PRESERVATION AND PRONUNCIATION OF HIS NAME
The Encyclopedia Britannica 15th edition says, "After that event (70 AD) the liturgical use of the name ceased, but the tradition was perpetuated in the Rabbinic schools; it continued also to be employed by healers. exorcists and magicians, and is found on many magical papyri. It is asserted by Philo that only priests might pronounce it and by Josephus that those who knew it were forbidden to divulge it. Finally the Samaritans shared the scruples of the Jews, except that they used it in the judicial oaths ....... The early Christian scholars therefore easily learnt the true pronunciation." Vol.12 p.995
We have recorded that Clement of Alexandria wrote that it was transliterated into Greek as IAUE which as a transliteration retains the form of "YaHVeH". (d. 212) Theodoret says that the Samaritans pronounce it as IAVE (d. 457 Vol 12) (Journal of Biblical Literature, 25, p 50 and Jewish Encyclopedia, vol.9, p.161)
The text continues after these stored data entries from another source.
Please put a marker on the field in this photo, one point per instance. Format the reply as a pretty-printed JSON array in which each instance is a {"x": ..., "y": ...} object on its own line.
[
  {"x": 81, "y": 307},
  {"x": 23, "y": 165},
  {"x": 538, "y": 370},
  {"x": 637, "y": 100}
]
"The pronunciation YaHVeH is indicated by transliteration of the name into Greek in early Christian literature, in the Greek form of IAUE (Clement of Alexandria) or IABE (Theodoret - 'b' in Greek is pronounced 'v')..... Strictly speaking, YaHVeH is the only 'Name' of God. In Genesis wherever the word shem ('name') is associated with the divine Being, that name is YaHVeH" Eerdmans Bible Dictionary 1979 page 478.
Encyclopedia Britannica 15th edition Volume 10 p. 786 also says "Greek transcriptions also indicated that YHWH should be pronounced YaHVeH." As do most basic encyclopedias.
The Encyclopedia Judaica vol.7 pp.679 , “the true pronunciation of the Name YHVH was never lost. Comparisons with transliterations of the name into other alphabets from very ancient times confirm that the name was pronounced very much like "YaHVeH" Most modern Bibles acknowledge the pronunciation was "YaHVeH" (N.K.J., R.S.V., R.E.B.)
Prof. Anson F, Rainey, professor of Semitic linguistics at Tel Aviv University confirms that YaHVeH is the correct pronunciation. London Papryi, xlvi, 446-483
The Biblical Archeological Review, Sept.-Oct. 1994 confirms that from the evidence of the Hebrew language the Greek transliteration is correct. Therefore we have assurance in knowing that YaHVeH is the correct form and pronunciation of the Name.